Desde un principio estuvo entroncado a ambas corrientes la obra de Ludwig Wittgenstein. Tanto en su época temprana alrededor del Tractatus lógico-philosophicus [1921 / 1922] así como su trabajo tardío vinculado a las Investigaciones Filosóficas [1958] que plantearon y discutieron temas afines a los problemas metafísicos y ontológicos. Entre ambos trabajos hay un largo paréntesis en la que se sitúa, sin lugar a dudas, como una obra capital el denominado Big Typescript [1933 / 2000] en el que se dedica un extenso capítulo al idealismo.
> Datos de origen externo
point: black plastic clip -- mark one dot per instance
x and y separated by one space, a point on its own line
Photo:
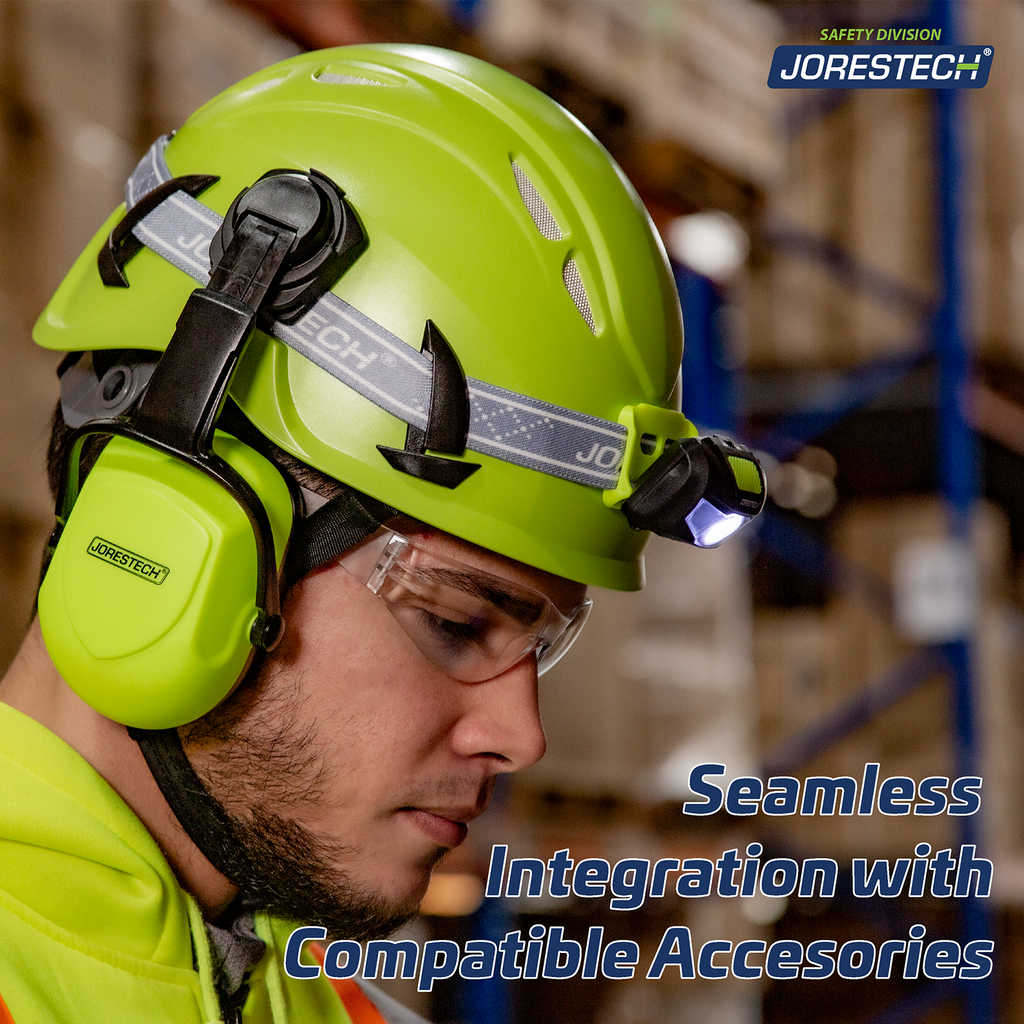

La relación entre filosofía analítica y el idealismo fue, por tanto, un tema relevante al inicio de la obra wittgensteiniana y resulta importante anota que se concede especial mención en su obra intermedia. El congreso se propone arrojar cierta luz sobre los puntos anejos al idealismo. Dicho capítulo indaga incertidumbres ligadas a la representación de la percepción inmediata; la experiencia del momento actual; se analizan los predicados como “tener un dolor”; el dilema que generan los deícticos; las dificultades que causan los colores, la experiencia y un largo etcétera de temas tratados a lo largo de esta obra.